Writer/Director: David Isaac &Peter Slater
Reviewer: Jo Beggs
We’re welcomed to the show by Randolph Tempest, just one of the characters that local actor and comedian Peter Slater slips into tonight. Like a low-rent Alfred Hitchcock he ‘presents’ an evening of spooky tales, delivered by the ‘remaining four members of the cast, the rest of whom mysteriously disappeared’ – cue a joke about actors not getting paid.
Slater’s character comedy is generally a lot of fun. But it’s usually delivered in bite-sized sketches, slotted into comedy nights and showcases. He’s been a stalwart of the local comedy scene for years and he’s delivered plenty of laughs, but turning this into a ninety minute sketch show (plus a pointless twenty minute interval) just kills it dead.
Horror themed – and almost hitting Halloween – The House That Stank Of Death is a series of sketches and short films, all with a Tales Of The Unexpected-like twist. From a young couple meeting a monster in the woods to a night security guard in an art gallery imagining the paintings come alive – classic spooky stories get re-made with a touch of bizarre comedy. Perhaps too derivative of The League of Gentlemen, a grotesque shop-keeper with a disturbing secret lures a young woman into his shop. There’s a haunted asylum where a detective and a psychiatrist try to communicate with a crazed, silent girl. In probably the most successful sketch, at least until its predictable pay-off, a BBC copyright inspector checks into a Fawlty Towers/Horror themed hotel.

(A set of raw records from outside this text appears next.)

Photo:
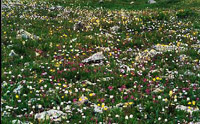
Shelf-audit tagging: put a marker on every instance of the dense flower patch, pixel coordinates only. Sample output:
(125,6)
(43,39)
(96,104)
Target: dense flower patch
(77,65)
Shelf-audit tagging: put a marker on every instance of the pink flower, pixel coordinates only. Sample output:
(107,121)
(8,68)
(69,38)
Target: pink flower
(74,100)
(144,80)
(110,87)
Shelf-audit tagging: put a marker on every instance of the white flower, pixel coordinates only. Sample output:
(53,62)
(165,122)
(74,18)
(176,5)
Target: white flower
(39,106)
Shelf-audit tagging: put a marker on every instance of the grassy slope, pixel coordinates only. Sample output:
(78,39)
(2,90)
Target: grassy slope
(28,50)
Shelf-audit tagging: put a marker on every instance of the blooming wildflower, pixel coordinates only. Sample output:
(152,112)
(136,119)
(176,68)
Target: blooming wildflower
(170,93)
(193,103)
(17,96)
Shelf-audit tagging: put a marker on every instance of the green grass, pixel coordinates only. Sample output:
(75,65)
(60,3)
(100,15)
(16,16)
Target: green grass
(58,65)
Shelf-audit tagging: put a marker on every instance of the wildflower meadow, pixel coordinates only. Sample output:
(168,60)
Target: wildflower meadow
(100,61)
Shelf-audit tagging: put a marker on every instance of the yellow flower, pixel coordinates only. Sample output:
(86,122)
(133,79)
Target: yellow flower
(193,102)
(170,93)
(17,96)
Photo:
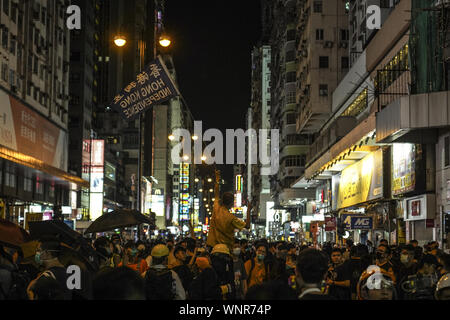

There are some nice performances. Rosina Carbone has an affable comic style and there are certainly moments when Slater delivers his usual high quality clowning. Stephen Cain and Lee Fenwick don’t have a huge amount to work with in most of the sketches (although Cain wears a bad wig and a monster suit with some style) but as an ensemble they work reasonably well. Some of the most successful moments are throw-away one-liners typical of Slater’s absurd and original turn of phrase.
Poor direction means that the sketches are nowhere near pacey enough, and more technical rehearsal might have made the whole thing look a bit slicker. There’s long, clumsy blackouts between scenes within sketches making it difficult to judge when they end. A lack of good punch-lines when they do doesn’t help.
The films too need tighter production. Parodies of movie trailers show some promise in their content but are ineptly executed. The most successful is a short spoof documentary on a mythical pyramid beneath the Shard, in which a straight-faced investigator puts the wind up the security and hotel staff, asking absurd questions with delightful fake sincerity.
The House That Stank Of Death feels like a work in progress, not nearly audience-ready enough. It seriously – and disappointingly given its pedigree – fails to hit the mark all round.